Glob patterns follow this syntax:

pattern:
    { term }
term:
    '*'         matches any sequence of non-Separator characters
    '?'         matches any single non-Separator character
    '[' [ '^' ] { character-range } ']'
                character class (must be non-empty)
    c           matches character c (c != '*', '?', '\\', '[')
    '\\' c      matches character c

character-range:
    c           matches character c (c != '\\', '-', ']')
    '\\' c      matches character c
    lo '-' hi   matches character c for lo <= c <= hi

For example:

rare filter --include '*.log' --exclude-dir 'node_modules' -R ./

Traversal¶

Note

These only apply when traversing recursively (-R).

These options control how the directory space is traversed:

--follow-symlinks, -L Follow symbolic link paths
--read-symlinks Read files that are symbolic links (default: true)
--mount Don't descend directories on other filesystems (unix only)

Testing¶

You can test path and traversal filters using the walk command.

For example:

rare walk -R --include '*txt' ./

Which will output matching paths.

This command will output paths that match, regardless of whether they can be read, have proper permissions, or even exist.

Following File(s)¶

Like tail -f, following files allows you to watch files actively being written to. This is useful, for example, to read a log of an actively running application.

Note: When following files, all files are open at once, and max readers are ignored.

rare <aggregator> -f app.log

If the file may be deleted and recreated, such as in a log-rotation, you can follow with re-open

rare <aggregator> -F app.log

Polling (Instead of blocking)¶

By default, following a file uses fsnotify which monitors files for changes. This should work fine for most major operating systems. If not, you can enable polling to watch for changes instead with --poll

Tailing¶

If you wish to only start reading at the end of the file (eg. only looking at newer entries), you can specify -t or --tail to start following at the end.

Stdin/Pipe¶

There are two ways to read from a pipe: implicit and explicit.

Implicitly, if rare detects its stdin is a pipe, it will read it simply by not providing any arguments

cat file.log | rare <aggregator> or rare <aggregator> < file.log

Explicitly, you can pass a single read argument of - (dash) to mandate reading from stdin

cat file.log | rare <aggregator> -

Tweaking the Batcher¶

There are already some heuristics that optimize how files are read which should work for most cases. If you do find you need to modify how rare is reading, you can tweak two things:

workers -- How many threads are processing the data
reader concurrency -- How many files are read at once
batch size -- How many lines read from a given file are "batched" to send to the expression stage

Workers¶

Workers specify how many threads are processing the data (running regex/dissect and expressions). By default it's NumCPU/2+1 to leave room for readers and other processes.

Specify with:

rare <aggregator> --workers=5 ...

Reader Concurrency¶

Concurrency specifies how many files are opened at once (in a normal case). It defaults to the same as workers, but is ignored if following files.

Specify with:

rare <aggregator> --readers=1 file1 file2 file3...

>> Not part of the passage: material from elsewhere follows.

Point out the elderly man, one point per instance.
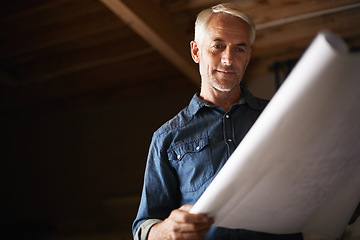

Additionally, you can specify how large the reader's buffer is. This determines how many bytes can be read, at maximum, before passing on the data to the batcher.

It defaults to 512 KB.

Specify with:

rare <aggregator> --readers-buffer=1024 ...

Batch Sizes¶

Rare reads (by default) 1000 lines in a file, for a batch, before providing it to the extractor/worker stage. This significantly speeds up processing, but comes at the cost of being less real-time if input generation is slow.

To counteract this, in the follow or stdin cases, there's also a flush timeout of 250ms. This means if a new line has been received, and the duration has passed, that the batch will be processed regardless of its current size.

You can tweak the max batch size with --batch

rare <aggreagator> --batch=10 ...

In addition, you can tweak how many batches are buffered for the extractor with --batch-buffer. By default, it will buffer 2 batches for every worker. More buffers take more memory, and may slightly improve performance or handle intermittent IO better.